Sunday, March 27, 2011

The Danger of Over Promising


Well one danger is that someone will write about it and thousands will read about it, like Seth Godin did a few weeks ago:

Cascade of broken promises

... a cautionary tale. It's always easier to make a promise than it is to keep one, and if you're not careful, it compounds.

I got my new Macbook Pro the other day. It comes with Migration Assistant, a flawed piece of software that promises to easily transfer years of old data from one machine to another.

The software failed. (Promise broken). Having paid $99 for the One to One service (which promises individual hour long sessions), I make an appointment and head over to the store. Nate, the promised guide, doesn't know how to fix it, because, despite the promise, he's not trained to do so. He hands me over to a genius, Michael, who hears my story and promises to personally handle it (it takes ten hours to do the transfer, he'll watch over it and make sure it goes well.) He actually looks me in the eye and says, "I promise to personally handle this."

The next day, the phone rings. It's Aideen, who has the case, doesn't know who Michael is and doesn't know what to do. She leaves a message. I call back, talk to someone at the store who insists that Aideen isn't available but that someone will call me back within thirty minutes. He says, "I promise that someone will call you within thirty minutes." An hour later, no one has called back.

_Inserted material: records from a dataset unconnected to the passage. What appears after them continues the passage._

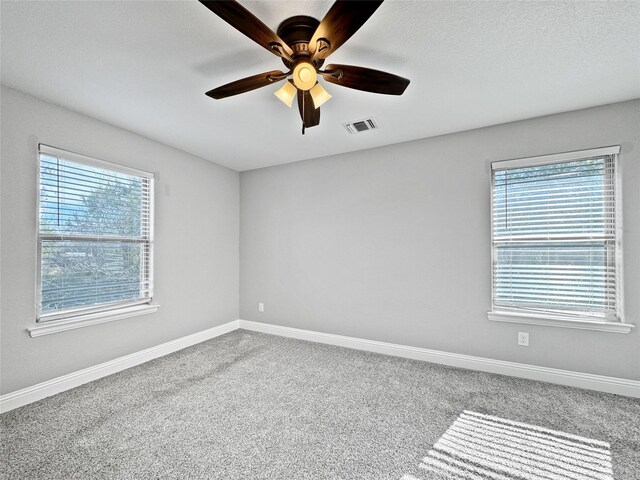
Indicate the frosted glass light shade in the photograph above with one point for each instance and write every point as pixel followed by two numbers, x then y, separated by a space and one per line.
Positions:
pixel 319 95
pixel 287 93
pixel 304 76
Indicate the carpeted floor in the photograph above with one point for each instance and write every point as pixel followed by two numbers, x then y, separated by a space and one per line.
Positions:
pixel 253 406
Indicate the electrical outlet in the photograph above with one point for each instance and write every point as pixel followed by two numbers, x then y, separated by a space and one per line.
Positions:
pixel 523 339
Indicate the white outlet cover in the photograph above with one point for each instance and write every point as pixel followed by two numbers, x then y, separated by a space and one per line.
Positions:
pixel 523 339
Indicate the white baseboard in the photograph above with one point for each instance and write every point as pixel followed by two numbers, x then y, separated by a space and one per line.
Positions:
pixel 600 383
pixel 51 387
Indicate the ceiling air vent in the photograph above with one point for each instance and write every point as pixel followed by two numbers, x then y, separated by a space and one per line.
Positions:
pixel 361 125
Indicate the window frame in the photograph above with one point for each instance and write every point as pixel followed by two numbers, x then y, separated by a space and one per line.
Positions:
pixel 106 312
pixel 552 319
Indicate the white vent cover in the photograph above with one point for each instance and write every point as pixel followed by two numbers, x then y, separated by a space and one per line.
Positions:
pixel 360 126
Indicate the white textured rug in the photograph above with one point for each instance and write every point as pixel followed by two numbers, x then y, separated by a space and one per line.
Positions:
pixel 485 447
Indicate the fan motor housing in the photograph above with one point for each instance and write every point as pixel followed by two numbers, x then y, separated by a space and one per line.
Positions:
pixel 296 32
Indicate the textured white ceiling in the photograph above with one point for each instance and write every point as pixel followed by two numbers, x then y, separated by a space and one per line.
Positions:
pixel 145 66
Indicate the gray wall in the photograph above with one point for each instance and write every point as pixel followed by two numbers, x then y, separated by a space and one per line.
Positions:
pixel 196 243
pixel 392 244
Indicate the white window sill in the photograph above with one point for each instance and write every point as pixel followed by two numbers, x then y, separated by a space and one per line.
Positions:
pixel 55 326
pixel 551 321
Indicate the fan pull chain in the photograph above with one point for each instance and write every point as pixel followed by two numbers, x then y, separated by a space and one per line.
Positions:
pixel 303 114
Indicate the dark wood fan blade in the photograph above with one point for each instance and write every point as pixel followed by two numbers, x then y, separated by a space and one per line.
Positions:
pixel 343 19
pixel 365 79
pixel 246 84
pixel 310 116
pixel 245 22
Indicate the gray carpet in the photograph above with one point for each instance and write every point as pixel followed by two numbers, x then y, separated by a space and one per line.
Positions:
pixel 253 406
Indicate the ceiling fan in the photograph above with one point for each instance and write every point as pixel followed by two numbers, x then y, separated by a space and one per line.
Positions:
pixel 303 43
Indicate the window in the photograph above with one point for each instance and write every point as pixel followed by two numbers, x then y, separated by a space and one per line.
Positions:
pixel 556 247
pixel 95 237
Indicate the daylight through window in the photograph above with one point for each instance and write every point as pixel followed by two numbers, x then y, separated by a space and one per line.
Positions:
pixel 95 235
pixel 555 237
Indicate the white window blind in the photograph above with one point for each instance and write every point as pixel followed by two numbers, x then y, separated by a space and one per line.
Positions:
pixel 554 235
pixel 95 235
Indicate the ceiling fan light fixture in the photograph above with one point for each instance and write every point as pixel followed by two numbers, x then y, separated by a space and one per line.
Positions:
pixel 287 93
pixel 304 76
pixel 319 95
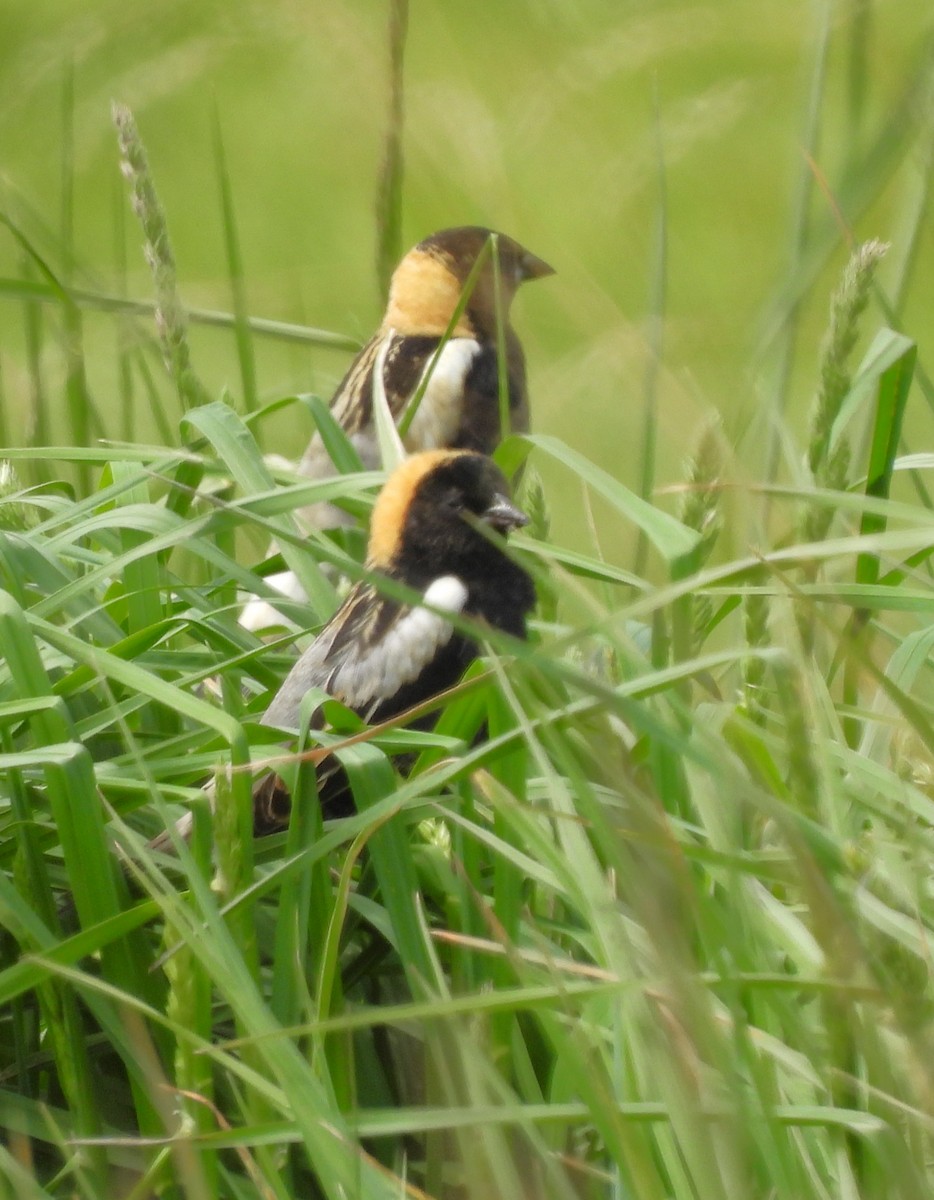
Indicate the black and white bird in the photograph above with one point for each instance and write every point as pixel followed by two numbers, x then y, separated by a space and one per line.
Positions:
pixel 437 527
pixel 460 405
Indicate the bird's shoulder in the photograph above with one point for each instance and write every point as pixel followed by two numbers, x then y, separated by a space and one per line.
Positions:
pixel 371 648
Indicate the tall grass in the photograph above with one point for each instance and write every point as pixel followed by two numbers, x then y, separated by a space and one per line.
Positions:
pixel 664 933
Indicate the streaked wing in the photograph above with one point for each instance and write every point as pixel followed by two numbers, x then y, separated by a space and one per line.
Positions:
pixel 369 651
pixel 405 361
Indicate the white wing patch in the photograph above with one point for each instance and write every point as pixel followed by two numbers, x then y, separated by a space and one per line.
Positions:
pixel 403 652
pixel 438 415
pixel 363 678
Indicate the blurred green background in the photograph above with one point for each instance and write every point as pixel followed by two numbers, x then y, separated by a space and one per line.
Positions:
pixel 704 163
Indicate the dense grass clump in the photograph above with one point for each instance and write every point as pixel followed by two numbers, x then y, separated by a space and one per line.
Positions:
pixel 664 933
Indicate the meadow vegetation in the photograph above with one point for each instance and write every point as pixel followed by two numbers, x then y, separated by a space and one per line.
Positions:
pixel 664 933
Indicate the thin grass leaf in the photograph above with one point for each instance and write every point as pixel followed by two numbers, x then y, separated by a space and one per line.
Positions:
pixel 235 270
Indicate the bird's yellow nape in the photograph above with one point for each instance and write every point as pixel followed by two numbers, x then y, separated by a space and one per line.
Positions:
pixel 393 503
pixel 423 298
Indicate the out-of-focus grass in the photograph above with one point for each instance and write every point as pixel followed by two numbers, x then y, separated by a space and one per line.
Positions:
pixel 666 931
pixel 534 119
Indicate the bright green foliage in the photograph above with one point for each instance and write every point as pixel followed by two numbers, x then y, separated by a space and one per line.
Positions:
pixel 663 933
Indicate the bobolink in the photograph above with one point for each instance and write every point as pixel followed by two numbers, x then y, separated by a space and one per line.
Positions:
pixel 460 406
pixel 430 531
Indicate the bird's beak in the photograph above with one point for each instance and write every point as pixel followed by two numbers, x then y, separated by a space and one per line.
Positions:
pixel 531 267
pixel 503 515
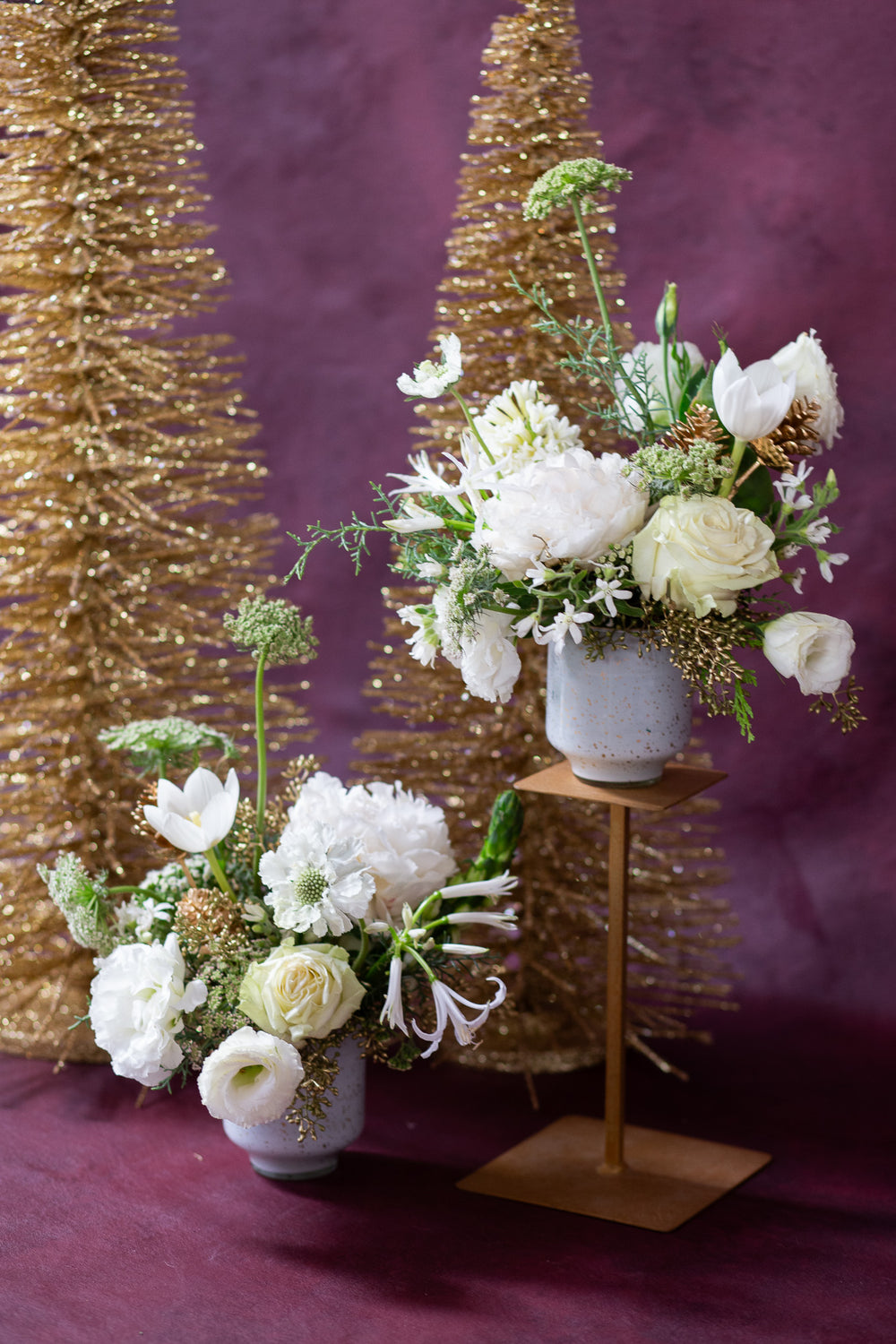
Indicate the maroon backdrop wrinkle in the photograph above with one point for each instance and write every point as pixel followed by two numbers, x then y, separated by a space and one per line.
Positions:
pixel 761 142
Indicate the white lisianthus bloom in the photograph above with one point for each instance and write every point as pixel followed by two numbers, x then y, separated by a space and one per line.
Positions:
pixel 751 402
pixel 520 426
pixel 433 379
pixel 303 992
pixel 570 507
pixel 648 357
pixel 815 381
pixel 137 1004
pixel 199 814
pixel 403 838
pixel 489 663
pixel 449 1005
pixel 699 553
pixel 317 881
pixel 814 648
pixel 252 1078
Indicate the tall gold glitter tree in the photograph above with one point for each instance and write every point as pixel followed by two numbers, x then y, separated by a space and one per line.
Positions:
pixel 123 461
pixel 532 115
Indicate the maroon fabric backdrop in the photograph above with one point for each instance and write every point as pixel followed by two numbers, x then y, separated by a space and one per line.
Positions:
pixel 761 142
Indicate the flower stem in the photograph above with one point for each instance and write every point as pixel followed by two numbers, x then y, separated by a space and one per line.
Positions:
pixel 366 943
pixel 218 873
pixel 469 421
pixel 737 457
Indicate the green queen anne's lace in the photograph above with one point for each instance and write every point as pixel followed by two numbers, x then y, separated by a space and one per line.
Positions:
pixel 573 179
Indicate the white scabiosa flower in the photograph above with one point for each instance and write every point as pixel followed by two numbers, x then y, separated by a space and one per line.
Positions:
pixel 751 402
pixel 317 881
pixel 403 838
pixel 137 1004
pixel 252 1078
pixel 199 814
pixel 433 379
pixel 815 381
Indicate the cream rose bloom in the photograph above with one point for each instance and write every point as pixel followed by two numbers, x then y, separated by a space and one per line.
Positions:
pixel 301 992
pixel 252 1078
pixel 814 648
pixel 137 1004
pixel 570 507
pixel 697 553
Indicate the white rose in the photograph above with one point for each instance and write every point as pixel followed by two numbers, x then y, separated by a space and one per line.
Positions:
pixel 489 661
pixel 815 381
pixel 648 357
pixel 252 1078
pixel 403 838
pixel 570 507
pixel 137 1002
pixel 696 553
pixel 817 650
pixel 301 992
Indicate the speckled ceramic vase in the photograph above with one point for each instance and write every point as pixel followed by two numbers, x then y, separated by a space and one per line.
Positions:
pixel 276 1150
pixel 616 719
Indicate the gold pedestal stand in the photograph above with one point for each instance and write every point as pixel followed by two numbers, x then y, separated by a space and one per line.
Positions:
pixel 602 1167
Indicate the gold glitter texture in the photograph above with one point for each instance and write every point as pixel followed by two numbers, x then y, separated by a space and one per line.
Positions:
pixel 123 462
pixel 463 750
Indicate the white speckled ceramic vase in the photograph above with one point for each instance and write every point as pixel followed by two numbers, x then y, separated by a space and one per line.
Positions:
pixel 276 1150
pixel 619 718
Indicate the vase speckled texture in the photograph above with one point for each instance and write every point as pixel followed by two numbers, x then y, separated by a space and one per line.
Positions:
pixel 276 1150
pixel 619 718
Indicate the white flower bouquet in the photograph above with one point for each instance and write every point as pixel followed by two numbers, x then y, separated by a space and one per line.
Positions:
pixel 524 532
pixel 279 929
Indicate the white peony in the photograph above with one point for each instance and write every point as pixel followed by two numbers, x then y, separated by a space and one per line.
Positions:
pixel 815 381
pixel 301 992
pixel 403 838
pixel 699 553
pixel 751 402
pixel 317 881
pixel 137 1000
pixel 252 1078
pixel 648 357
pixel 199 814
pixel 489 663
pixel 570 507
pixel 814 648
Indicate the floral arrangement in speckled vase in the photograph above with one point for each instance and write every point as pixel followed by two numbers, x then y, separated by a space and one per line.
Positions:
pixel 279 932
pixel 668 547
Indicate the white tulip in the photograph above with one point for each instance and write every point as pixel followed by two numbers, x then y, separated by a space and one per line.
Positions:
pixel 199 814
pixel 814 648
pixel 751 402
pixel 815 381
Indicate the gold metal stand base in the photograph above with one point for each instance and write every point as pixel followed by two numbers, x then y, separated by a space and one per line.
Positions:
pixel 667 1179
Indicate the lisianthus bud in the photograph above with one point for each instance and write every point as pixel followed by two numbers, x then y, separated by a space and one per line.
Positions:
pixel 668 312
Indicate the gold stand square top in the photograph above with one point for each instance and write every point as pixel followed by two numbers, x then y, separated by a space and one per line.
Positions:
pixel 677 784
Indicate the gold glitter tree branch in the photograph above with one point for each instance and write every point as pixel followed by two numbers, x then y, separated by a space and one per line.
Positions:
pixel 123 461
pixel 532 113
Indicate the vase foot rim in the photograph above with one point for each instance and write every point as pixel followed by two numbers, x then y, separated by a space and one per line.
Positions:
pixel 618 784
pixel 319 1171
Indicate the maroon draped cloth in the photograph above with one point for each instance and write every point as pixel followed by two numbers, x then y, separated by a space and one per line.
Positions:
pixel 761 142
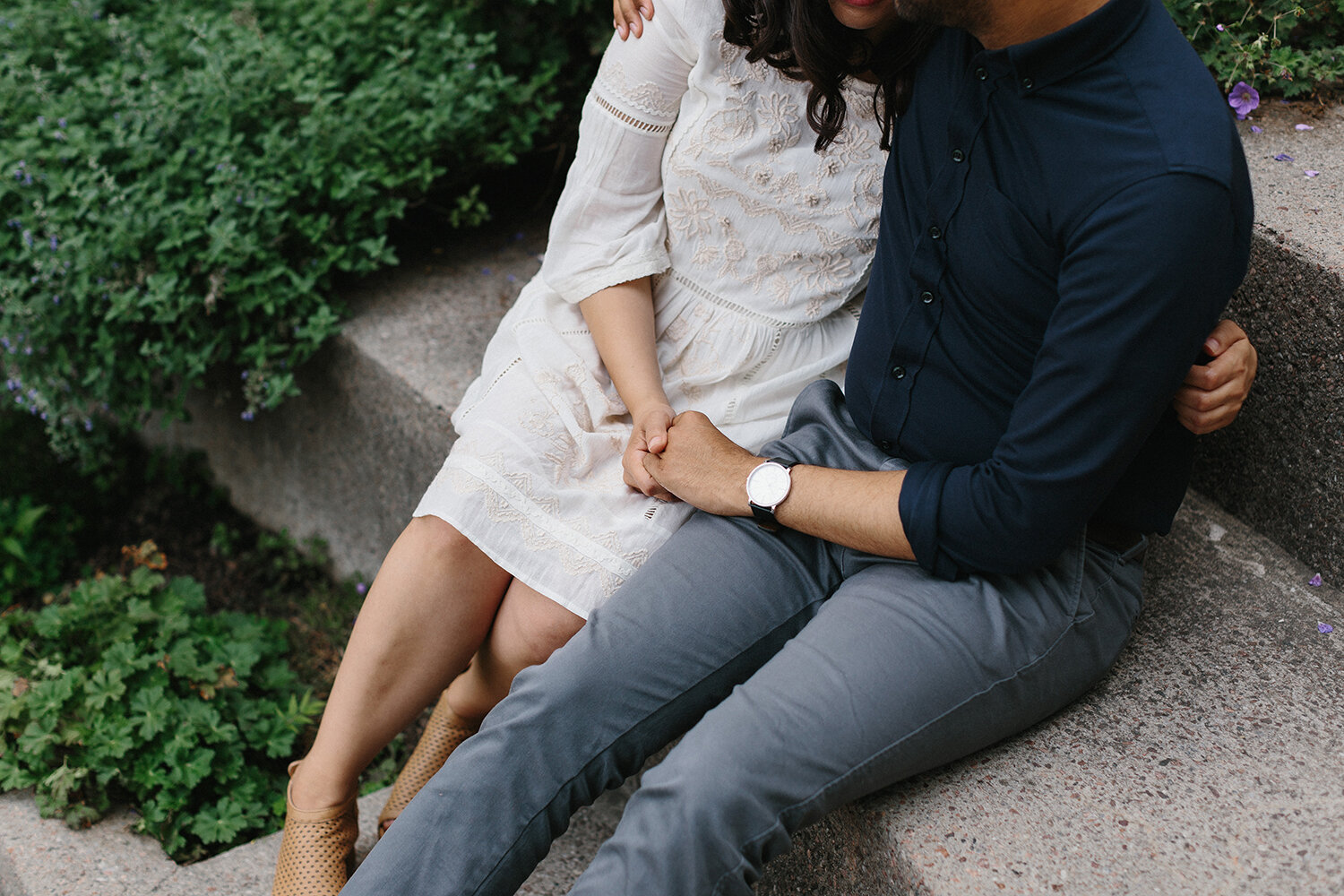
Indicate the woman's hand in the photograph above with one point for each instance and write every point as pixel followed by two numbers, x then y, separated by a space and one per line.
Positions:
pixel 1212 394
pixel 648 437
pixel 703 466
pixel 628 16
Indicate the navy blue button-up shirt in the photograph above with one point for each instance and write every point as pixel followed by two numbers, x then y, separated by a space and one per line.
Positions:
pixel 1064 223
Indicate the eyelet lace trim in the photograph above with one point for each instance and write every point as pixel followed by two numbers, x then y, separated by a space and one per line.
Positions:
pixel 631 120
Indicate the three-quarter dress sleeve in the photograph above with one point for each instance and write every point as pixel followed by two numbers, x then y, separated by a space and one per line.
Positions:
pixel 609 226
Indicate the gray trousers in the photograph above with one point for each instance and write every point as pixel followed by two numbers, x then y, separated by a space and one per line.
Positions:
pixel 801 675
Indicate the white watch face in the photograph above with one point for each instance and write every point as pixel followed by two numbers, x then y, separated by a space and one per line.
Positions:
pixel 768 484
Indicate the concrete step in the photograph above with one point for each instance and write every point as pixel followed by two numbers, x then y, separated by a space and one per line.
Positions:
pixel 1209 762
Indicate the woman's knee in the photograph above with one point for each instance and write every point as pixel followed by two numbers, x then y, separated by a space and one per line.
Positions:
pixel 440 538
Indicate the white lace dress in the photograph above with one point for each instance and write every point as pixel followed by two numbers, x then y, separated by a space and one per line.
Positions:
pixel 696 168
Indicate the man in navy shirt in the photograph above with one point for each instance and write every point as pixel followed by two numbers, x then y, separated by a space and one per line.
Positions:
pixel 948 552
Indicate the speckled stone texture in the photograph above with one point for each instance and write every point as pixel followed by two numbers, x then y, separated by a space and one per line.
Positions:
pixel 1211 759
pixel 1281 465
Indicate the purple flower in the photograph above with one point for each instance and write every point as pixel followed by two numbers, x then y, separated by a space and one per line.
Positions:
pixel 1244 99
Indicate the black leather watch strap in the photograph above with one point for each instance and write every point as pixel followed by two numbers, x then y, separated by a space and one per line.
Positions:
pixel 765 514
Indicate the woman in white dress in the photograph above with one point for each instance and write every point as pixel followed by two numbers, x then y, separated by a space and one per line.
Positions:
pixel 703 255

It goes on and on. Every employee means well. Every employee is overwhelmed by incoming traffic, most from people who have already had their promises broken. Every employee has discovered that it's easier to make a promise and pass it along than it is to either tell the truth or keep the promise.

The cascade starts with the product. When your brand makes promises it can't keep, your overworked staff bears the brunt.